At the beginning of World War I there was a boom in production but it proved somewhat transient. Tobacco import duties were raised by 50 per cent in 1915 in a bid to reduce home consumption. Six months later, as U-boats threatened British shipping, a proclamation was signed prohibiting the importation of tobacco, except under special licence.
In 1917, duties were again increased, a move that met with opposition among smokers. Consumption dropped and Government revenues fell so dramatically that the Chancellor changed tack and halved the increase.
Eventually, time caught up with Tom Gallaher and he died in 1927, aged 87. The reins of power passed to his nephew John Gallaher Michaels. A year later Gallaher passed into the control of a company headed by London financier Edward de Stein, who was later knighted.

Two important acquisitions were made in the Thirties, that of Peter Jackson, whose brands included Du Maurier, and J A Pattreiouex, makers of a localised cigarette called Senior Service which, under Gallaher, went on to become a market leader in the 1950s.
During the 1941 blitz of Belfast the York Street factory was badly damaged and many employees were killed. To escape the bombing, the company set up production in Lisnafillan, a small hamlet on the outskirts of Ballymena, some 30 miles from Belfast.
Two years after the end of the Second World War, Gallaher defied the gloomy portents of the time and purchased J R Freeman, manufacturers of small and inexpensive cigars.
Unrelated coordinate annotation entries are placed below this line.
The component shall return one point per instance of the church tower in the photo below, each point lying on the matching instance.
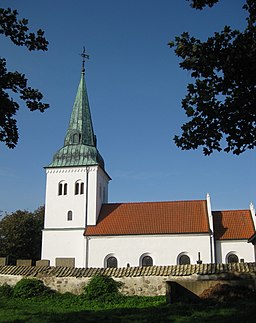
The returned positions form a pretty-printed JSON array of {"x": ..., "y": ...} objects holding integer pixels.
[{"x": 76, "y": 187}]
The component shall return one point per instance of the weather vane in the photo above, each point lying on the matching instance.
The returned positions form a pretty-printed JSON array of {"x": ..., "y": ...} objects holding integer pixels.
[{"x": 84, "y": 56}]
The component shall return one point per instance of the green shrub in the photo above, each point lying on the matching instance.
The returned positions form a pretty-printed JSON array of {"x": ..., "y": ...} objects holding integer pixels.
[
  {"x": 102, "y": 288},
  {"x": 27, "y": 288},
  {"x": 6, "y": 290}
]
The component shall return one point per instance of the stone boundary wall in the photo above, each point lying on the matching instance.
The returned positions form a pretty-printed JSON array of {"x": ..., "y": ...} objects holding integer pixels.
[{"x": 146, "y": 281}]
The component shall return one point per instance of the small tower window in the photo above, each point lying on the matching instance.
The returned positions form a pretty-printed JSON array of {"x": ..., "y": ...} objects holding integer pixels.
[
  {"x": 82, "y": 188},
  {"x": 75, "y": 138},
  {"x": 146, "y": 261},
  {"x": 232, "y": 258},
  {"x": 76, "y": 188},
  {"x": 79, "y": 188},
  {"x": 70, "y": 216},
  {"x": 184, "y": 260},
  {"x": 112, "y": 262},
  {"x": 62, "y": 188},
  {"x": 65, "y": 189}
]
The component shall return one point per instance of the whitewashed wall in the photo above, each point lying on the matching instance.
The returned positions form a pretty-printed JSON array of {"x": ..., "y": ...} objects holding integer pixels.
[
  {"x": 163, "y": 249},
  {"x": 64, "y": 244},
  {"x": 241, "y": 248}
]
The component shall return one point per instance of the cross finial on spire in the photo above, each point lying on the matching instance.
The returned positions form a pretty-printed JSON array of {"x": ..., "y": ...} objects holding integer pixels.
[{"x": 84, "y": 56}]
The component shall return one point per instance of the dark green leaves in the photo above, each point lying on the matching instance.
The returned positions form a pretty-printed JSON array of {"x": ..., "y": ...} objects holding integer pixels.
[
  {"x": 221, "y": 101},
  {"x": 18, "y": 32}
]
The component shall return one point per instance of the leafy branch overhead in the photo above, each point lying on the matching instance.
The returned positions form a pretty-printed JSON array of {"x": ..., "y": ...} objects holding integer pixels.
[
  {"x": 221, "y": 101},
  {"x": 15, "y": 82}
]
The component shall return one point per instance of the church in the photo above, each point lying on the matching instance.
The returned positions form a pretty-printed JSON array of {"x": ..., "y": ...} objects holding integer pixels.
[{"x": 82, "y": 229}]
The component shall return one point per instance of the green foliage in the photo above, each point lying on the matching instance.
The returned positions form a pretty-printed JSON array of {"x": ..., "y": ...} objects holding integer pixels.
[
  {"x": 26, "y": 288},
  {"x": 221, "y": 102},
  {"x": 21, "y": 234},
  {"x": 72, "y": 308},
  {"x": 6, "y": 290},
  {"x": 102, "y": 287},
  {"x": 15, "y": 82}
]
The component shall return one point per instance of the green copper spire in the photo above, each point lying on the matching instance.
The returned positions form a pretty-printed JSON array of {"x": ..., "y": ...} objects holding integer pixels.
[{"x": 80, "y": 142}]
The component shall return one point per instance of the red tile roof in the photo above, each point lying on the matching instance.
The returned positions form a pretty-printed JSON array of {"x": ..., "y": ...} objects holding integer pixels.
[
  {"x": 234, "y": 224},
  {"x": 151, "y": 218}
]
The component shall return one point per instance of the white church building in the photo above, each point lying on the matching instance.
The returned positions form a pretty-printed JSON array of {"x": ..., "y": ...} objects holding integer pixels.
[{"x": 82, "y": 229}]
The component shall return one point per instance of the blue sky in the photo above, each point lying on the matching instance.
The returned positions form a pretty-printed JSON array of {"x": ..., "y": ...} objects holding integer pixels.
[{"x": 135, "y": 87}]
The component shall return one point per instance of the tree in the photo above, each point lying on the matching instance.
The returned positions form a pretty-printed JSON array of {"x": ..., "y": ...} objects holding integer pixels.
[
  {"x": 221, "y": 101},
  {"x": 15, "y": 82},
  {"x": 21, "y": 234}
]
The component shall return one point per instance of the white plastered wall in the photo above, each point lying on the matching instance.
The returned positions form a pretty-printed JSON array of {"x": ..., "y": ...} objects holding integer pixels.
[
  {"x": 241, "y": 248},
  {"x": 97, "y": 183},
  {"x": 164, "y": 249},
  {"x": 64, "y": 244},
  {"x": 57, "y": 206}
]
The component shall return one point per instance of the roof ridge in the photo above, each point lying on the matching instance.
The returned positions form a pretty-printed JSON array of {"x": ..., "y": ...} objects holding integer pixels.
[{"x": 153, "y": 202}]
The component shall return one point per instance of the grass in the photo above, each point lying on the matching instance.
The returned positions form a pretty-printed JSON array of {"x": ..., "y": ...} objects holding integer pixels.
[{"x": 71, "y": 308}]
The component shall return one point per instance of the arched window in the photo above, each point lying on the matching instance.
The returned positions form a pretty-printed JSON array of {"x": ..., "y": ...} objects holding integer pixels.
[
  {"x": 184, "y": 260},
  {"x": 79, "y": 187},
  {"x": 75, "y": 138},
  {"x": 146, "y": 261},
  {"x": 62, "y": 188},
  {"x": 70, "y": 215},
  {"x": 76, "y": 188},
  {"x": 82, "y": 188},
  {"x": 232, "y": 258},
  {"x": 65, "y": 189},
  {"x": 111, "y": 262}
]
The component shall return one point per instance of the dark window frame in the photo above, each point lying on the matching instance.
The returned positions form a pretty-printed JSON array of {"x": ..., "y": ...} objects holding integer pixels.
[
  {"x": 111, "y": 262},
  {"x": 146, "y": 261}
]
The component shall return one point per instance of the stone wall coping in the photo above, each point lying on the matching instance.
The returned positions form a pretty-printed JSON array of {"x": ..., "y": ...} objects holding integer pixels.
[{"x": 173, "y": 270}]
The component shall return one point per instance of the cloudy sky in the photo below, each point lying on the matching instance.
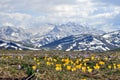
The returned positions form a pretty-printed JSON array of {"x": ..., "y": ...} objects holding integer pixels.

It was an inspired move as it was to lead to Gallaher's leadership of the UK cigar market.
The next acquisition, that of Cope Brothers and Richard Lloyd, brought the Old Holborn brand name, among others, into the Gallaher fold.
The most important and far-reaching acquisition came in 1953 when the house of Benson and Hedges joined Gallaher. It marked a milestone in the company's history. Not only did Gallaher acquire brands with a prestigious heritage, it paved the way for new brands to be launched onto the UK market from the 1960s, such as Benson and Hedges Special Filter and Silk Cut.
Demand for Senior Service cigarettes and other brands led to the acquisition of a factory in 1959 at Hyde, Greater Manchester, in addition to one already operating at Middleton, near Oldham, Lancs, but which closed in 1985.
In 1962 the company acquired the cigarette makers J Wix & Son, manufacturers of Kensitas, from the American Tobacco Company in exchange for a 13 per cent share holding in Gallaher.
Gallaher also acquired, in the early 1960's, a small tobacco company in the Republic of Ireland. Gallaher now trades in Ireland as Gallaher (Dublin) Limited.
The late Sixties were to prove momentous times for Gallaher. In 1968 the company fended off a bid from the American tobacco manufacturer Philip Morris for a 50 per cent stake in the company before, in the same year, accepting a higher offer from the American Tobacco Company.
Gallaher became a wholly-owned subsidiary of American Brands, Inc., formerly the American Tobacco Company, in 1975. It was to remain in American ownership until May 1997, when it demerged from the corporation, now known as Fortune Brands, to become an independent company listed on the London and New York Stock Exchanges.
Rationalisation of production within Gallaher resulted in the decision to concentrate cigarette production in the UK at Lisnafillan, where some of the world's fastest cigarette machines make up to 16,400 cigarettes a minute. The Hyde factory was run down over a three-year period, closing in 1999. Hand rolling and pipe tobaccos are also manufactured at Lisnafillan; cigars are produced in the J R Freeman Cardiff factory; and distribution in the UK is via a state-of-the-art centre at Crewe.
In April 1999, Gallaher's newly built factory in Kazakhstan was officially opened. Gallaher's acquisition of Liggett-Ducat, Russia's largest tobacco manufacturer, in August 2000 further strengthened its international presence.
The Gallaher story is one of hard work and an ability to embrace change; of far-sightedness and seizing the right opportunities throughout its history; of building a portfolio of powerful brands; and of a commitment to excellence through all areas of the business.